Cyprus prepares to change the preferential VAT rate for new home buyers under pressure from the European Union
The Cypriot authorities have submitted a new bill to change the preferential VAT rate, which is currently in force on the purchase of primary housing on the island. The reason for the revision was caused by the European Commission's proceedings against Cyprus, which in the regulator's opinion is in breach of European rules in this area. Cyprus lawmakers and local developers have already criticised the new draft because of its inconsistency with the market conditions. For more details, see our story.

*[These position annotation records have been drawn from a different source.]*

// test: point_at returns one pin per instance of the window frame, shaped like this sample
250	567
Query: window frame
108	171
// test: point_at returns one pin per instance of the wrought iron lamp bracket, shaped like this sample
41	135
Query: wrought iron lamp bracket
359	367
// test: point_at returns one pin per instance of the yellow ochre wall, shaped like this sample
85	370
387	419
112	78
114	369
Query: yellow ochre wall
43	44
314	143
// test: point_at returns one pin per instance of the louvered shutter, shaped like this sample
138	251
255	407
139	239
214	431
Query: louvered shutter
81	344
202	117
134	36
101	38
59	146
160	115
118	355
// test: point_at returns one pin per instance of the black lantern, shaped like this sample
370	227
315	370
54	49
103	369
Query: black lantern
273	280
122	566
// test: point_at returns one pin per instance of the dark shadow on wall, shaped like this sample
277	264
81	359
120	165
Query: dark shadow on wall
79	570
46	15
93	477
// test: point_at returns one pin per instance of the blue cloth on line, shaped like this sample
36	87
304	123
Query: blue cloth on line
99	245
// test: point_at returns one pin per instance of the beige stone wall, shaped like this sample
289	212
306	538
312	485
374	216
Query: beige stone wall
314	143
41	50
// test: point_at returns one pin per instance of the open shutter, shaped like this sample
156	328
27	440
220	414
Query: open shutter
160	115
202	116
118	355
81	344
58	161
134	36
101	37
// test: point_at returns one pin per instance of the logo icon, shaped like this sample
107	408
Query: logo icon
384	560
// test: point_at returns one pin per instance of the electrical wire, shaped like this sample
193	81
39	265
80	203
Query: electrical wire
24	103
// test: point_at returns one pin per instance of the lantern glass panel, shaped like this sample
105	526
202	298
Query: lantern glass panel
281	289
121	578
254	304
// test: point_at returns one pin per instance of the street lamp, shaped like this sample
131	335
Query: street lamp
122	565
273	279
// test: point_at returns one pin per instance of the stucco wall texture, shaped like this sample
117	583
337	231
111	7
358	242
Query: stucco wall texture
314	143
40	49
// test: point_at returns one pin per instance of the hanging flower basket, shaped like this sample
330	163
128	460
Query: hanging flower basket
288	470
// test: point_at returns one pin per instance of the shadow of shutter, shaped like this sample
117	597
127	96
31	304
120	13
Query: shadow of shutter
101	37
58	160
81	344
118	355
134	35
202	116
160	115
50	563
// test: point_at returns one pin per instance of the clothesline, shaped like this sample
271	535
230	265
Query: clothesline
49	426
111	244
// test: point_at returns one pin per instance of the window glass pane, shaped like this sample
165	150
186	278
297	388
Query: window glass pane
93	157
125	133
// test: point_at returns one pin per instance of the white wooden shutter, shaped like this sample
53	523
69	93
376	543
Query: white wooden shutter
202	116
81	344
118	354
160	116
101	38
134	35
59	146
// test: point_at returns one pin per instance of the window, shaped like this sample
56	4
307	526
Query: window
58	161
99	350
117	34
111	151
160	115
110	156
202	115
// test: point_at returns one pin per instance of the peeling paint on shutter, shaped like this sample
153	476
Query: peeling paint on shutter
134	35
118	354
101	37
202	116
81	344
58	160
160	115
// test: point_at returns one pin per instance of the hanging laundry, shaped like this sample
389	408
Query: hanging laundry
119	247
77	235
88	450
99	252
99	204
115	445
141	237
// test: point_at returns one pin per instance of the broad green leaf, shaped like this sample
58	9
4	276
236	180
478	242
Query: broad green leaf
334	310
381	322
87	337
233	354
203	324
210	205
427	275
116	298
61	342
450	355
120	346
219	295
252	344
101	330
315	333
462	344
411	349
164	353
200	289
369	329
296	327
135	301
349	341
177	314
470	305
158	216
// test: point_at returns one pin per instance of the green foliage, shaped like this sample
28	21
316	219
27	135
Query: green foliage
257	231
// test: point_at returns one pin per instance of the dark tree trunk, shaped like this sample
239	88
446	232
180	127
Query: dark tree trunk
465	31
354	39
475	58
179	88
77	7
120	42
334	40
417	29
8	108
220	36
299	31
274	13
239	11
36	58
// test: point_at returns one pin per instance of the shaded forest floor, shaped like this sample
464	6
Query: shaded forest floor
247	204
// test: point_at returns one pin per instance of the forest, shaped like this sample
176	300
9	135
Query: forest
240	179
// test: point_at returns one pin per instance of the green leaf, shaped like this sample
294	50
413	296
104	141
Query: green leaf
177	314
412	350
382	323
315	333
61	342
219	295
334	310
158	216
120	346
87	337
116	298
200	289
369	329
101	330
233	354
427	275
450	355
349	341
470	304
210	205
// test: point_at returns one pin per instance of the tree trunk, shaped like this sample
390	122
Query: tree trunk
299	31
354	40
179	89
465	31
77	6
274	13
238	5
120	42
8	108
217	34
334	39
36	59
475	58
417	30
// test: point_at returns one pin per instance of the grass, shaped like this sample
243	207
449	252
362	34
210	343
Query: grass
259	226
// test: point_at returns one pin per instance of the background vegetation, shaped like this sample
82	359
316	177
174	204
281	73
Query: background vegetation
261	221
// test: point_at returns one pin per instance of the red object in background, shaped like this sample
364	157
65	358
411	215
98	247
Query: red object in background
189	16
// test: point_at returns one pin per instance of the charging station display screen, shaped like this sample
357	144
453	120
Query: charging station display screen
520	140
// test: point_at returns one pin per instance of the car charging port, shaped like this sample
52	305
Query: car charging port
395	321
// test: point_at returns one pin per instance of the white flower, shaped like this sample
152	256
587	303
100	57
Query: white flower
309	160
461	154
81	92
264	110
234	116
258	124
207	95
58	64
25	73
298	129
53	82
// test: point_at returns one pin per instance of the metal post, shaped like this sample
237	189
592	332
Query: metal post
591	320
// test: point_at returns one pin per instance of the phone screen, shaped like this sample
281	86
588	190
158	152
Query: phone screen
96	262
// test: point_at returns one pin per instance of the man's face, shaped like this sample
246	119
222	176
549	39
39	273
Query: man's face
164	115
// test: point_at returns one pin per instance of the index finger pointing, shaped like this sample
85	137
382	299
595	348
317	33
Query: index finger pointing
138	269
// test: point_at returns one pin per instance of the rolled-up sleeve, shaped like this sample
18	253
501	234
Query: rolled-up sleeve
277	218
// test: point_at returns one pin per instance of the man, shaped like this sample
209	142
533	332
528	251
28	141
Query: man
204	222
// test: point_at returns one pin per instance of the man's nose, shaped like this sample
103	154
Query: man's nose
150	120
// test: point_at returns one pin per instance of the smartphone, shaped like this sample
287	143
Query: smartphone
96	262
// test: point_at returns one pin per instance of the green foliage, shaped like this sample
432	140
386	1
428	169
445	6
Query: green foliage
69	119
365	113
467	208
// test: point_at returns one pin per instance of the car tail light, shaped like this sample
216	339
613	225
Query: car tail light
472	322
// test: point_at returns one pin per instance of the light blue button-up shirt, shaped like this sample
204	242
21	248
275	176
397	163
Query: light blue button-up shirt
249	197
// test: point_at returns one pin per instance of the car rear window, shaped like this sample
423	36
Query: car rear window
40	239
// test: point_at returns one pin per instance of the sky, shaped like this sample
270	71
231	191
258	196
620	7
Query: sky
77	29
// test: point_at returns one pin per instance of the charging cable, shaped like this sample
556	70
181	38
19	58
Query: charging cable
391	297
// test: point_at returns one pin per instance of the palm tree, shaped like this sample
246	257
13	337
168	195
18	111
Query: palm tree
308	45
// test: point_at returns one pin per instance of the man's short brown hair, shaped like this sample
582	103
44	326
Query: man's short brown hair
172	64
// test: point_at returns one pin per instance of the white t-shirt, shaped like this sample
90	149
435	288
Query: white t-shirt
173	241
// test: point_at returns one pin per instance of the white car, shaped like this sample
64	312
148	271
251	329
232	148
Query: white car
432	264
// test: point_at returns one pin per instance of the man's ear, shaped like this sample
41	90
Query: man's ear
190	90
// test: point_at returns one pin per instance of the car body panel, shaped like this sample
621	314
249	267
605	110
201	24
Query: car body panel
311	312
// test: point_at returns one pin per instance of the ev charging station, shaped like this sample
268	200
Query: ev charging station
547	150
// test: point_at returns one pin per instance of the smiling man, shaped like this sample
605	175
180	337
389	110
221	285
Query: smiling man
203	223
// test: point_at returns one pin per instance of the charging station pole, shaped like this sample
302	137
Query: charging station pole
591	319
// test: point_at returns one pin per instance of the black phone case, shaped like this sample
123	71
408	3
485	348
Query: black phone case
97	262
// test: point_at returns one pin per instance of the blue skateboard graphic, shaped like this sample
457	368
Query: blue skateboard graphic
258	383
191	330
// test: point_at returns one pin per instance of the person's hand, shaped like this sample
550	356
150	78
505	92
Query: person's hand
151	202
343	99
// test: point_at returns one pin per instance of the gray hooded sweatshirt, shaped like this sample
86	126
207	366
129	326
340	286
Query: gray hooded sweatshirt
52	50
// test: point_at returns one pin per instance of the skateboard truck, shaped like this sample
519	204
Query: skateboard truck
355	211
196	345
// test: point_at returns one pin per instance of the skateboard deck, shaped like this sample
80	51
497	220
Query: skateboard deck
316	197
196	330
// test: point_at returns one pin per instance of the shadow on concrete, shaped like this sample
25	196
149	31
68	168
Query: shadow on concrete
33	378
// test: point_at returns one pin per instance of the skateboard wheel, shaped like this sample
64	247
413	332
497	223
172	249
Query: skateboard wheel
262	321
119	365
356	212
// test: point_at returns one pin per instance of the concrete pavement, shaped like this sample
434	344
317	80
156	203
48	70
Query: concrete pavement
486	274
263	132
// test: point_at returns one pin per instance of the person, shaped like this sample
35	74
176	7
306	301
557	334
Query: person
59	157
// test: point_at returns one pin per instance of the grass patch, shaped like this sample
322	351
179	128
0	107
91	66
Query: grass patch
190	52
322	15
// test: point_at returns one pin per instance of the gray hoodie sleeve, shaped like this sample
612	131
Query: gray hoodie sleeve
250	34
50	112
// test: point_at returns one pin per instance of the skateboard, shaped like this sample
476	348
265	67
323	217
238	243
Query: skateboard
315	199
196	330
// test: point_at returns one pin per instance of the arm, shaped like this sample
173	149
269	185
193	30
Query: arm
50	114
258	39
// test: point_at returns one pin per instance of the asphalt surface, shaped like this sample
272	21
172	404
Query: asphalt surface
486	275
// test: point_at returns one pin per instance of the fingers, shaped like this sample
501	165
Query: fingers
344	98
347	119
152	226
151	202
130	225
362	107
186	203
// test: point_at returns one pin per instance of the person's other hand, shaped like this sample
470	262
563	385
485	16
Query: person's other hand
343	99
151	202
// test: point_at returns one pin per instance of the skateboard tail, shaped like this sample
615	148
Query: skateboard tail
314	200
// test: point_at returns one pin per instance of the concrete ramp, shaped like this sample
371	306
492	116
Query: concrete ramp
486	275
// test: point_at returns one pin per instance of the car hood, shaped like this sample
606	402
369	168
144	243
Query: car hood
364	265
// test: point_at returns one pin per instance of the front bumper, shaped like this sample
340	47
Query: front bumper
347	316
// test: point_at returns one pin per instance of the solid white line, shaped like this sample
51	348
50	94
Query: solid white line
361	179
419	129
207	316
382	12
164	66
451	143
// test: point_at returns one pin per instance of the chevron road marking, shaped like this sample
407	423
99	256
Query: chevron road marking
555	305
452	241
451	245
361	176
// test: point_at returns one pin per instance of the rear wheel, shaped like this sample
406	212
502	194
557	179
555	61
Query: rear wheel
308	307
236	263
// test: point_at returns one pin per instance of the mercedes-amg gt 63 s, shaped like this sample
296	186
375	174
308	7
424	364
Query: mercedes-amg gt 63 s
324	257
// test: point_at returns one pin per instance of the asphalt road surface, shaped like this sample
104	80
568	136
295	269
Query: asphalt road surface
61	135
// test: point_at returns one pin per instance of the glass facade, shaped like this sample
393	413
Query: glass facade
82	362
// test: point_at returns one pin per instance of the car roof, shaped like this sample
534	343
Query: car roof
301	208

How does the VAT exemption apply now?
Under the current law in Cyprus, buyers of new homes can take advantage of a reduced VAT at 5% (the standard rate is 19%) on the purchase for the first 200 square metres of primary residence, irrespective of the total covered area of the property or the investor’s income, assets or economic situation.
What is being proposed?
The new draft law will stipulate different conditions for the purchase of houses and apartments, and their price brackets. The government was recommended by Technical Chamber of Cyprus (ETEK), to apply the reduced VAT to homes of value up to €450,000 and apartments worth up to €275,000.
Who is against it and why
Local MPs and the business community were unhappy with the new draft of the law. The Cyprus Chamber of Commerce and Industry and the Federation of Industrialists and Employers criticized the new wording of the law and proposed increasing the cost of eligible properties - both houses and flats - to €500,000.
They pointed out that with the current inflation and the rising cost of building materials, no one would find a house or flat with the covered area and value specified in the bill, making the new law effectively unworkable
In this regard, Cyprus government will probably have to find a compromise between all stakeholders.